How to Make an Email Group in Outlook (Contact Group & Distribution List Guide)
Sending an email to the same set of people repeatedly — your team, a project group, a family thread — is one of those tasks that feels like it should be simpler than it is. Outlook gives you a built-in way to handle this: contact groups (sometimes called distribution lists, depending on your version). Once set up, a contact group lets you address a single name and reach everyone in it simultaneously.
Here's how it works, what the options look like across different Outlook versions, and what to consider before choosing your approach.
What Is an Email Group in Outlook?
In Outlook, an email group is a saved collection of email addresses stored under one name. When you type that group name into the "To" field of a new email, Outlook expands it automatically to include every address in the list.
This is different from:
- A shared mailbox — a separate inbox multiple people log into
- A Microsoft 365 Group — a collaboration hub tied to Teams, SharePoint, and a shared calendar
- CC-ing multiple people manually — which has no memory between emails
Contact groups live in your personal People (Contacts) folder and are only visible to you unless shared explicitly.
How to Create a Contact Group in Outlook (Desktop)
The process is nearly identical across Outlook 2016, 2019, 2021, and Microsoft 365 on Windows.
Step-by-step:
- Open Outlook and go to the People section (the icon in the bottom-left navigation bar, or press
Ctrl + 3) - In the ribbon, click New Contact Group
- Give the group a clear, descriptive name (e.g., "Marketing Team" or "Book Club")
- Click Add Members, then choose from:
- From Outlook Contacts — people already in your contacts
- From Address Book — your organization's directory (Exchange/Microsoft 365)
- New Email Contact — manually enter any address
- Add all members, then click Save & Close
To use it: start a new email, type the group name in the To field, and press Enter. Outlook will resolve the name to the group.
How to Create a Contact Group in Outlook on Mac
The Mac version of Outlook (Microsoft 365 edition) handles this slightly differently:
- Go to People in the navigation sidebar
- Click New Contact List (Mac uses "Contact List" rather than "Contact Group")
- Name the list and add members by typing names or email addresses
- Click Save
⚠️ Older standalone versions of Outlook for Mac (pre-Microsoft 365) had more limited contact management features, so the exact steps may vary depending on which version you're running.
How to Create a Contact Group in Outlook on the Web (OWA)
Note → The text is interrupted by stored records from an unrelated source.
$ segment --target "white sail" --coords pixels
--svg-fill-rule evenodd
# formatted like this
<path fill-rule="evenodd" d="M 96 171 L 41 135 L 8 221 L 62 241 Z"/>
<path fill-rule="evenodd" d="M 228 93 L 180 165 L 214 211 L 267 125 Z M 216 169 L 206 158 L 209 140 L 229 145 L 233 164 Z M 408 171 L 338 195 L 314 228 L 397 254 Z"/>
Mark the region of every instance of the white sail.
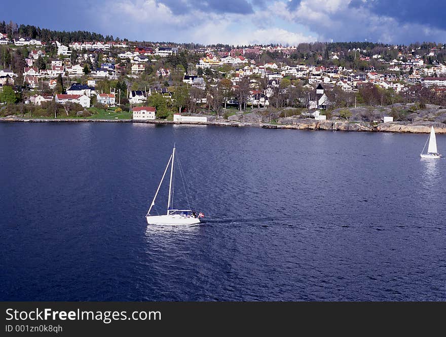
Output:
<path fill-rule="evenodd" d="M 163 174 L 163 177 L 161 178 L 161 181 L 158 185 L 158 188 L 155 193 L 155 196 L 154 197 L 153 201 L 151 204 L 150 208 L 145 215 L 147 220 L 147 223 L 148 224 L 194 224 L 195 223 L 199 223 L 200 222 L 200 218 L 204 216 L 201 212 L 200 214 L 197 215 L 195 211 L 191 209 L 173 209 L 172 204 L 173 203 L 173 162 L 175 160 L 175 146 L 174 145 L 173 150 L 172 152 L 172 155 L 169 161 L 167 162 L 167 165 L 166 169 L 164 170 L 164 173 Z M 152 207 L 155 205 L 155 200 L 158 192 L 160 191 L 160 188 L 163 183 L 163 180 L 166 175 L 166 173 L 169 169 L 169 164 L 170 166 L 170 179 L 169 183 L 169 196 L 167 200 L 167 212 L 166 214 L 158 215 L 153 215 L 151 214 L 151 211 Z M 180 171 L 181 173 L 181 169 Z M 184 186 L 185 189 L 185 186 Z M 186 191 L 185 191 L 186 192 Z M 188 204 L 189 204 L 188 200 Z"/>
<path fill-rule="evenodd" d="M 427 153 L 437 153 L 437 141 L 435 139 L 435 132 L 433 126 L 431 127 L 430 130 L 430 137 L 429 138 Z"/>

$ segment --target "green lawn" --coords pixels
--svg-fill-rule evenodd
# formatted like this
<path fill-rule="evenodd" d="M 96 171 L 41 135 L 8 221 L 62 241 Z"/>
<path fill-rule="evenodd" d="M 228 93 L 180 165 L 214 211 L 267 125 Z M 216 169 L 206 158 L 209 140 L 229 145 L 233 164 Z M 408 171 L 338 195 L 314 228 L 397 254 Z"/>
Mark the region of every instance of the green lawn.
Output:
<path fill-rule="evenodd" d="M 89 117 L 87 117 L 87 118 L 89 119 L 101 120 L 131 120 L 133 118 L 133 114 L 132 113 L 124 111 L 116 113 L 114 110 L 115 109 L 113 109 L 113 110 L 104 110 L 103 109 L 98 109 L 96 107 L 92 107 L 89 108 L 88 110 L 93 115 Z"/>

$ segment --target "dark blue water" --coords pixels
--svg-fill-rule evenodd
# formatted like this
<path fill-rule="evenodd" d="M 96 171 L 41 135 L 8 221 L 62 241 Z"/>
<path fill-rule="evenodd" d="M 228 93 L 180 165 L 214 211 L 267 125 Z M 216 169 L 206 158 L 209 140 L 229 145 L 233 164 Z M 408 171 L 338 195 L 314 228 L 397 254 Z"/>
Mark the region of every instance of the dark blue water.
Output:
<path fill-rule="evenodd" d="M 1 123 L 0 299 L 446 300 L 427 136 Z M 174 142 L 206 222 L 147 226 Z"/>

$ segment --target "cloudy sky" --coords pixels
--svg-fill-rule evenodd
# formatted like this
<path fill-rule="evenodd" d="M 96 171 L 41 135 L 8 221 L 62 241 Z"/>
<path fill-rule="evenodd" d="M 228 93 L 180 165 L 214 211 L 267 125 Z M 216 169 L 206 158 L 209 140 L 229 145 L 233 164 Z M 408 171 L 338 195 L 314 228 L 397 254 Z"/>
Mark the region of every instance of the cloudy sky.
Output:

If you use Outlook through a browser at outlook.live.com or your organization's webmail:
- Click the People icon in the left sidebar
- Select New contact → New contact list
- Name the list and start adding email addresses
- Click Create
This contact list syncs with your Microsoft account, so it's accessible across devices wherever you sign in.
Key Variables That Affect How This Works 📋
Not everyone's Outlook experience is identical. Several factors shape what you'll see and what works for you:
| Variable | How It Affects Your Setup |
|---|---|
| Outlook version | Desktop app vs. web vs. mobile — each has a slightly different interface |
| Account type | Personal Microsoft account vs. Microsoft 365 business account |
| Exchange/Microsoft 365 environment | Work accounts may have admin-controlled address books alongside personal contacts |
| Sync settings | Contact groups created on desktop may or may not sync to mobile automatically |
| Group size | Very large groups (hundreds of addresses) may trigger spam filters depending on your email provider |
Personal Contact Group vs. Microsoft 365 Group: What's the Difference?
This is where things branch meaningfully based on your use case.
A personal contact group (what this guide covers) is:
- Private to your account
- Simple to create, no admin needed
- Good for personal or small-team recurring emails
- Not collaborative — others can't add themselves or see membership
A Microsoft 365 Group (created through Teams, Outlook, or the Microsoft 365 admin center) is:
- Shared with all members
- Tied to a shared inbox, calendar, and file storage
- Managed by group owners, with membership visible to all
- Better suited for ongoing team collaboration across Microsoft apps
If you're in a work environment and your IT admin has set up distribution lists at the organizational level, those appear in the Global Address List — you don't create those yourself, but you can use them the same way you'd use a personal contact group.
Editing and Managing Your Contact Group
Once created, your group isn't locked in:
- Add members: Open the group from People, click Add Members
- Remove members: Open the group, select a name, click Remove Member
- Rename the group: Open it and edit the name field directly
- Delete the group: Right-click the group in your contacts list and choose Delete
Removing someone from the contact group doesn't remove them from your contacts — it only removes them from that specific list.
What Happens on Mobile? 📱
Outlook's mobile app (iOS and Android) doesn't currently support creating contact groups, but you can use existing groups when composing an email if they're synced from your desktop or webmail account. If you need to build or edit a group, you'll need to do it through the desktop app or Outlook on the web.
Whether a personal contact group covers your needs, or whether a more structured Microsoft 365 Group or distribution list makes more sense, comes down to how you're working — whether that's solo, in a small team, or across a larger organization — and what version of Outlook your setup actually gives you access to.